Erste Sitzung von Trumps Friedensrat in Washington

“Friedensrat”: Trump verkündet 17 Mrd. Dollar an Gaza-Hilfen

Donnerstag, 19. Februar 2026 | 17:25 Uhr

Von: APA/AFP/dpa

Bei der ersten Sitzung des sogenannten Friedensrats zum Gazastreifen hat US-Präsident Donald Trump Hilfszusagen in Höhe von insgesamt mehr als 17 Milliarden Dollar (gut 14 Milliarden Euro) verkündet. Alleine die Vereinigten Staaten würden “einen Beitrag von zehn Milliarden Dollar zum Friedensrat leisten”, sagte Trump am Donnerstag in Washington. Weitere sieben Milliarden Dollar für das Hilfspaket kämen von Saudi-Arabien, Kuwait und sieben anderen Ländern.

Für welche Zwecke die Mittel vorgesehen sind, sagte Trump in seiner knapp einstündigen Rede nicht. Zuvor hatte Trump von erwarteten Hilfszusagen im Umfang von fünf Milliarden Dollar (rund 4,2 Milliarden Euro) für den Gazastreifen gesprochen.

An der Veranstaltung in Washington nahm auch der Chef des Weltfußballverbands FIFA, Gianni Infantino, teil. Trump sagte, die FIFA wolle “dabei helfen, insgesamt 75 Millionen US-Dollar für Projekte im Gazastreifen aufzubringen”, die “im Zusammenhang mit Fußball” stünden. Die USA richten in diesem Sommer gemeinsam mit Mexiko und Kanada die Fußball-Weltmeisterschaft aus.

Trump: Fünf Länder werden Soldaten nach Gaza schicken

Um einen dauerhaften Frieden im Gazastreifen zu sichern, wollen fünf Staaten nach Angaben Trumps Soldaten in den zerstörten Küstenstreifen schicken. Trump nannte bei der ersten Sitzung des Friedensrats Marokko, Albanien, Kosovo, Kasachstan und Indonesien. Details nannte er nicht. Der Friedensrat soll die sogenannte internationale Stabilisierungstruppe (ISF) aufbauen, die die im Gazastreifen für Ordnung sorgen soll.

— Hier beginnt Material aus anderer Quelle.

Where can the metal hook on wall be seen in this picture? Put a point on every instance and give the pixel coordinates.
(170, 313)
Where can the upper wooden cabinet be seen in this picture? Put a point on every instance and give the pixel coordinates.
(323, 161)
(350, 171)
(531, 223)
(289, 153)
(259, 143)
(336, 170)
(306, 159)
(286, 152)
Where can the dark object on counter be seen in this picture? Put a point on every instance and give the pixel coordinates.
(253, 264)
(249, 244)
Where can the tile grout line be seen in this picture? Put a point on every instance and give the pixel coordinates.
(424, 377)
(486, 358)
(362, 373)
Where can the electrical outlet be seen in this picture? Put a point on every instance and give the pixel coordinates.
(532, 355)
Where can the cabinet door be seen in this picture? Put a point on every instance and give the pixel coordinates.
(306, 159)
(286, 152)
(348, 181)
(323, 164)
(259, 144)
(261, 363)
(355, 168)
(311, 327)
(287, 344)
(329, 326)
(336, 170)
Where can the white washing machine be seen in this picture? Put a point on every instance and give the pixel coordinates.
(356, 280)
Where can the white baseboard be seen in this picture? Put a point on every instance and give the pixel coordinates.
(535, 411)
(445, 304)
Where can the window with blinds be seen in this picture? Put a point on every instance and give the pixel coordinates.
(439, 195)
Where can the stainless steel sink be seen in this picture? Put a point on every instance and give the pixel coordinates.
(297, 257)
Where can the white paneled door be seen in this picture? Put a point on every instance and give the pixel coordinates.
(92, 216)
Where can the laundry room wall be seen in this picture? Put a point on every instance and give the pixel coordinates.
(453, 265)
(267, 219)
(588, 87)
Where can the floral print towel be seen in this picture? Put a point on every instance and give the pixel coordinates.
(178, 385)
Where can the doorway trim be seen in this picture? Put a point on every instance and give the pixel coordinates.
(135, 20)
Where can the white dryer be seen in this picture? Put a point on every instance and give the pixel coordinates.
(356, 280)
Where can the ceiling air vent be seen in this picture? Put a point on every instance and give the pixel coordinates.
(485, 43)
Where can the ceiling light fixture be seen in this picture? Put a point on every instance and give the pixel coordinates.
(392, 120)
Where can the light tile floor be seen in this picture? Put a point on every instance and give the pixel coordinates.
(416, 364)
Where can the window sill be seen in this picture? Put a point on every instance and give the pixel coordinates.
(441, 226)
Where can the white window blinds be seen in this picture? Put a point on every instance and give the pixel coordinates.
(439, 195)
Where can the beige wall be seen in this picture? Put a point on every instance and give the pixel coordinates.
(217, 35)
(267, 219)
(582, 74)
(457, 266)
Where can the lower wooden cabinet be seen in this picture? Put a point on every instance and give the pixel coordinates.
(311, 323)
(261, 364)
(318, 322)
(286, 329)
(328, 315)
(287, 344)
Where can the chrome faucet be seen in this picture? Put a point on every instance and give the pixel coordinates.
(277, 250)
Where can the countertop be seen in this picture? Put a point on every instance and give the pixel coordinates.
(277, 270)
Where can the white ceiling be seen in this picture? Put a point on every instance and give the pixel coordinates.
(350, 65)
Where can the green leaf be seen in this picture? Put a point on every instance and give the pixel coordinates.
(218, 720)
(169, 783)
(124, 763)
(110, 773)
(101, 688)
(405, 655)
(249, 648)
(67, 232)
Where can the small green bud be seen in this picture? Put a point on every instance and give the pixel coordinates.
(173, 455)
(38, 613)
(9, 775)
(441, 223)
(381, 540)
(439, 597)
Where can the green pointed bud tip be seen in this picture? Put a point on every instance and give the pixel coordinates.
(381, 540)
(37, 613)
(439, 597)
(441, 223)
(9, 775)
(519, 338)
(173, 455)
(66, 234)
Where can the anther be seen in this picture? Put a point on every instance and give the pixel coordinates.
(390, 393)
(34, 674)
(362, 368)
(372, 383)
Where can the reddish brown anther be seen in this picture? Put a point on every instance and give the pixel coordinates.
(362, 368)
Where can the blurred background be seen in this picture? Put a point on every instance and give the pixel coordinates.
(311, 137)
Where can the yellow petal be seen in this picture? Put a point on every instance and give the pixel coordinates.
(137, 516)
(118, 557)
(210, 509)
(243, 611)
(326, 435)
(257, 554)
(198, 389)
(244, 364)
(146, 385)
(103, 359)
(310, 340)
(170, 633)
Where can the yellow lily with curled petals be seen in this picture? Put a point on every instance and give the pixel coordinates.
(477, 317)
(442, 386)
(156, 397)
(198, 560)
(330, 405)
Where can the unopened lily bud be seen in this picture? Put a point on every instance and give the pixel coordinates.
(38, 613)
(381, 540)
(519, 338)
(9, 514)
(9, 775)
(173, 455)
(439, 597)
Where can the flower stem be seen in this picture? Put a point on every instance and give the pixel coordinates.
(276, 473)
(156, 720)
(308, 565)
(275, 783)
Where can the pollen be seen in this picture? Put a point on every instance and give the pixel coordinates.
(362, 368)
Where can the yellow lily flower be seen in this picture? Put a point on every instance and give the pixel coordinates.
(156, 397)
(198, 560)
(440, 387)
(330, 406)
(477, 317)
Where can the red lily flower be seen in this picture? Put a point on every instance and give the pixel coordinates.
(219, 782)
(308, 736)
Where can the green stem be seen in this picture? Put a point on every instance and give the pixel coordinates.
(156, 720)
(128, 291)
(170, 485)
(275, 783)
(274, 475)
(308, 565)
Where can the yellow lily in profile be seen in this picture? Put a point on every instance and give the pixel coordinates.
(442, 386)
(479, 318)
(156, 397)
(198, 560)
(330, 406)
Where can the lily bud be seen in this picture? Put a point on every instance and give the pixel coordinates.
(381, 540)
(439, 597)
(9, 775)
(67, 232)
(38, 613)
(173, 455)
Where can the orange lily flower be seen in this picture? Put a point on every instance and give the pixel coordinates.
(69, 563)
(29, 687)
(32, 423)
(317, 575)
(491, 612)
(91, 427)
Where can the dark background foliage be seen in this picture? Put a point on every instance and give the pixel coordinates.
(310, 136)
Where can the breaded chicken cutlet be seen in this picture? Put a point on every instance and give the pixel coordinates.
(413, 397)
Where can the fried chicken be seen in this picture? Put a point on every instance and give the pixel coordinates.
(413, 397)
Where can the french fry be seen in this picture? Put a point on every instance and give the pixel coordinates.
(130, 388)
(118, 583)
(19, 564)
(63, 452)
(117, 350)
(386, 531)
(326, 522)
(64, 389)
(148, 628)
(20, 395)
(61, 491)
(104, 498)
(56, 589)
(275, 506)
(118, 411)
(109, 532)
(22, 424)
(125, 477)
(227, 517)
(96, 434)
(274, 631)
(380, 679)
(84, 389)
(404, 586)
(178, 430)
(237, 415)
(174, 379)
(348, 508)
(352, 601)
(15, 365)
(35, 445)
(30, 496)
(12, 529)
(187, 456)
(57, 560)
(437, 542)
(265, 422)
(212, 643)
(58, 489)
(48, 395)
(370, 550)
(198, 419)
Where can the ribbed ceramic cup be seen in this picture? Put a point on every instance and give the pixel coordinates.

Bereits zuvor hatten mehrere mehrheitlich muslimische Länder Bereitschaft signalisiert, Soldaten zu stellen, eine konkrete Ankündigung machte bisher aber nur Indonesien. Das südostasiatische Land hat die Entsendung von 5.000 bis 8.000 Soldaten in Aussicht gestellt. Wie viele Soldaten die anderen Länder schicken wollen, wurde zunächst nicht mitgeteilt. Die internationale Truppe soll Trump zufolge auch die Waffenruhe im Krieg zwischen Israel und der islamistischen Hamas sichern und einen dauerhaften Frieden gewährleisten.

Etwa zwei Dutzend Länder dabei

Trump hatte den sogenannten Friedensrat beim Weltwirtschaftsforum im Schweizer Alpenort Davos vor einem Monat gegründet und hat selbst den Vorsitz inne. Das Gremium soll globale Konflikte lösen. Anders als zunächst erwartet, ist es also nicht ausschließlich der Überwachung eines Friedensprozesses im Gazastreifen gewidmet. Kritiker sehen den Rat als Konkurrenz zur von Trump kritisierten UNO. Der US-Präsident hatte nur rund 60 Staaten zur Mitgliedschaft eingeladen, viele davon gaben ihm einen Korb. Nur etwa zwei Dutzend Länder sind dabei, unter anderem Ungarn, Israel, Belarus, Katar, Saudi-Arabien und die Türkei.

Österreich bleibt dem Gremium fern, weil es als einer von vier UNO-Amtssitzen “keine Parallelstrukturen” aufbauen möchte. Außerdem gebe es Bedenken im Hinblick auf die Gründungscharta des Rates, teilte die außenpolitische Sprecherin von Bundeskanzler Christian Stocker (ÖVP) der APA auf Anfrage mit.